O senhor fala isso pensando na possibilidade de uma rebelião...
Pensar que uma rebelião não vai acontecer é sonhar. É só ver aí. Esses dias mesmo houve uma manifestação em todos os presídios do estado de São Paulo, no mesmo momento. No Brasil, não conseguem segurar os presos nem nos presídios de segurança máxima. Já vi padre virar bandido, já vi juiz virar bandido, mas nunca vi bandido virar padre nem juiz. É difícil para nós.
A secretaria estadual de Justiça disse à FOLHA que o presídio é um ''pleito'' da prefeita Tina Tonetti (PT). Ela está disposta a fazer uma consulta popular?

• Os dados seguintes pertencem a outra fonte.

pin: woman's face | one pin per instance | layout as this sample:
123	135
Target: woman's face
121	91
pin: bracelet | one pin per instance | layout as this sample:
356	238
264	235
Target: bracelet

Ela disse que ainda não havia nada de oficial e que aguardaria um comunicado do governo. Mas acho que se ela quisesse acatar a opinião da comunidade, já poderia chamar o plebiscito antes de vir oficialmente alguma coisa. A princípio, vejo que ela está mais propensa a que se concretize o projeto.
O governo alega que a instalação de presídios também gera benefícios à comunidade, porque faz aumentar a circulação de policiais, a arrecadação de impostos, e aproxima o contato entre o preso local e sua família...
Isso é relativo, atrás de um presídio vêm muitos problemas e poucos benefícios. Existem muitas famílias boas (com parentes presos), mas geralmente, por mais que o presidiário seja de alta periculosidade, a família sempre acha que ele é um santinho, que é vítima. Essa é a preocupação nossa. De repente a pessoa está transitando pela BR, precisa achar um hotel para pousar, você acha que vai pousar perto de um presídio?
O senhor disse que, se fosse uma cadeia de âmbito regional, poderia mudar de opinião...
A preocupação maior é pelo volume de presos. Da maneira que está sendo conduzido, provavelmente teremos detentos de todo o Paraná e até de outros estados. Em Jacarezinho, temos hoje 49 presos. Então, se fosse uma cadeia para suprir as nossas necessidades, com até cem presos, acho que seria aceitável. Trazer 960 detentos de fora para nossa cidade é um absurdo.